Rather than immigration enforcement, where the federal government has sole jurisdiction, elected officials at state and local levels should work on laws and initiatives that can foster sustainable development and multi-generational immigrant integration. These sorely neglected areas fall squarely under their jurisdiction. Many of their communities have been victims of bad data and bad economic development policies which have left them misinformed, culturally isolated, depopulated, and bereft of decent jobs. These communities’ only chance at securing a better future, or any future at all, is to provide the children of immigrant workers—their replenishment generation—better opportunities for education, health care, and democratic participation. Rather than wasting resources on passing and defending unconstitutional laws, elected officials, along with the private sector, ought to invest in efforts that allow their states to meet the challenges of population change and harness the benefits of new immigration.

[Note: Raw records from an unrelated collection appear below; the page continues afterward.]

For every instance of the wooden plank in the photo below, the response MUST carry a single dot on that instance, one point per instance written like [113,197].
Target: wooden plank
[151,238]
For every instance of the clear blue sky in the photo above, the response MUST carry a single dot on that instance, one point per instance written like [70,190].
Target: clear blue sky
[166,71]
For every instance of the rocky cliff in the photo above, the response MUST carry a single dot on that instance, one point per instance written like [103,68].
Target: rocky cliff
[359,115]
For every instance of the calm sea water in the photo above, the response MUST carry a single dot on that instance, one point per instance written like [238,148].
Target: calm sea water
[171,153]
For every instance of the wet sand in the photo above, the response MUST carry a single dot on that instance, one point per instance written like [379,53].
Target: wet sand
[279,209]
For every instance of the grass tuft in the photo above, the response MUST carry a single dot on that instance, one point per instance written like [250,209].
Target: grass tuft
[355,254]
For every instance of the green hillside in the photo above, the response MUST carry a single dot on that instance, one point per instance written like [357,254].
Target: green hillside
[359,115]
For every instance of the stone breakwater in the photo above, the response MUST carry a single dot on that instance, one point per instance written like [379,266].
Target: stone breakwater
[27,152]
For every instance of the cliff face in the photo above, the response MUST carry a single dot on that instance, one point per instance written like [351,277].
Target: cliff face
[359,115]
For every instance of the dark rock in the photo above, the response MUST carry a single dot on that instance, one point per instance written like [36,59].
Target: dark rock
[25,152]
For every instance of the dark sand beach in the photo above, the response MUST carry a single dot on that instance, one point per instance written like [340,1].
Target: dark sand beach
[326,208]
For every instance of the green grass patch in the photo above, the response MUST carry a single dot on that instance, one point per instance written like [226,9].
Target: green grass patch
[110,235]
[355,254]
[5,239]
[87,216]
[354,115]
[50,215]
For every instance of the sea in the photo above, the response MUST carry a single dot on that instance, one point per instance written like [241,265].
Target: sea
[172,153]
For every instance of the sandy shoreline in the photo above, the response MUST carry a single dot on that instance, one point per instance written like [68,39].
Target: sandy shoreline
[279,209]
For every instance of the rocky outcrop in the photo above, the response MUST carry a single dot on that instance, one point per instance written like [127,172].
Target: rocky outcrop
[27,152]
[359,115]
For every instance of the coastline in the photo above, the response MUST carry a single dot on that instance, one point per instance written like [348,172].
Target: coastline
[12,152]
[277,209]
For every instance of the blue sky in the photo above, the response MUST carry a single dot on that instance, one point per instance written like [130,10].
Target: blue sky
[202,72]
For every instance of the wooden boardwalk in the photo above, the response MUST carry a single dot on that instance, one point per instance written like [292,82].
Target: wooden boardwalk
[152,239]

The antidote to the Arizona virus may still be found in the interior of the country after all. Nebraska civic leaders, together with a small but growing number of immigrant-led organizations, are increasingly engaged in initiatives that effectively turn the focus from these useless and divisive immigration enforcement laws. Underlying their work is the growing need to understand—and address—the common causes of internal and international migration and dismantle homespun obstacles to immigrant integration including the hostile climate these laws generate. Let’s hope others follow their lead and let’s hope the private sector becomes a more visible partner in these efforts.

Lourdes Gouveia, Ph.D. is a sociology professor and director of Latino/Latin American Studies at the University of Nebraska at Omaha.

*Editor's note: At the time of publication, this article stated that the ordinance was stalled in the Nebraska Supreme Court. However, it is stalled in federal court, with a bench trial set for April 2012.